Production and Throughput Progress
Quarterly production of ~568,000 silver equivalent ounces. Total mill feed of 185,000 tons, 11% higher than Q1 2025. La Preciosa contributed >14,000 tons during the quarter; throughput averaged ~200–230 tpd at La Preciosa.
Inaugural Mineral Reserve and Resource Milestone
Released inaugural proven & probable mineral reserves of 127 million silver equivalent ounces across three assets (27 million tons at 145 g/t). Measured & Indicated resources: 67 million tons / 301 million AgEq oz at 162 g/t; Inferred: 24.8 million tons / 87.6 million AgEq oz at 123 g/t.
Aggressive Exploration Program
Ambitious 30,000-meter drill program planned across Avino and La Preciosa (15,000 m budgeted for each).

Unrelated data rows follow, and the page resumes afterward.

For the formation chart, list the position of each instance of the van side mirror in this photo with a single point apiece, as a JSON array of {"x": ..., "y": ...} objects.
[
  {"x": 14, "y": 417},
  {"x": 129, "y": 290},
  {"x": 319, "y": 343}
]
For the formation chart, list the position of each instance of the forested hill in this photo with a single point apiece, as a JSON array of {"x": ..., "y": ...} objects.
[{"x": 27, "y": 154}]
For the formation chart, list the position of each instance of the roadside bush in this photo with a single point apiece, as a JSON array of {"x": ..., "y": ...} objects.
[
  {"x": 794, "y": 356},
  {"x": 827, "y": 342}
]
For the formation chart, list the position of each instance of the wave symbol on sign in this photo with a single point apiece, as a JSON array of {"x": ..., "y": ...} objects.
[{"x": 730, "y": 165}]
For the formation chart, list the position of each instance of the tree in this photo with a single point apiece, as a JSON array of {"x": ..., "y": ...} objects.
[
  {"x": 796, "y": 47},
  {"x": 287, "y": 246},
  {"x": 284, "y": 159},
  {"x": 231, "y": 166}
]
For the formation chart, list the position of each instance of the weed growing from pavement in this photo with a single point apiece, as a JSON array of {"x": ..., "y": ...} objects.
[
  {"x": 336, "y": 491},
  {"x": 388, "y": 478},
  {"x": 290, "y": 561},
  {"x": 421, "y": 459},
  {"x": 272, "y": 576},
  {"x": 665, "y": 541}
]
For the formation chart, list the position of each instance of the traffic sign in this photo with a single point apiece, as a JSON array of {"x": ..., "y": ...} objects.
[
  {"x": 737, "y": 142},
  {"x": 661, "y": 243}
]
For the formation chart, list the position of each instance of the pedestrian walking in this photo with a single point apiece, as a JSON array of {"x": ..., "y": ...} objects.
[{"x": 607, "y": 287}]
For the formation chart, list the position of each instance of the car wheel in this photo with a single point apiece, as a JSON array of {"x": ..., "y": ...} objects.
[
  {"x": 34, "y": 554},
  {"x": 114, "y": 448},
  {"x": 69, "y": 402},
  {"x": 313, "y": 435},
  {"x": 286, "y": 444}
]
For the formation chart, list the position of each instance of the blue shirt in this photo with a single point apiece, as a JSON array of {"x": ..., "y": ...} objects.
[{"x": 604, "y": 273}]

As of the call, ~2.6k meters drilled at La Preciosa and ~3k meters at Avino; a fifth drill is being added to scale activity.
Improved Margins and Operating Leverage
Cash-basis margins reported at 68% (excluding depreciation & depletion); mine operating cash flows before taxes of $26.7M demonstrating strong leverage to current metal prices.
Unit Costs Largely In Line with Guidance Using Budget Prices
Reported consolidated cash cost per payable AgEq oz of $24.46 and AISC of $34.72. Using 2026 budget prices, cash cost would be $19.82/oz (within guidance $19–$21) and AISC would be $28.14/oz (slightly above guidance). Consolidated cash cost per ton $64.04 (below guidance), all-in per ton ~$90.80 (just above).
Market Recognition and Institutional Interest
Noted growing institutional investor and ETF interest, broadening the shareholder base and market visibility.
Operational and ESG Initiatives
Ongoing community engagement, water recycling, backfilling of underground workings where appropriate, and reclamation efforts; low labor turnover and established local relationships in Durango, Mexico.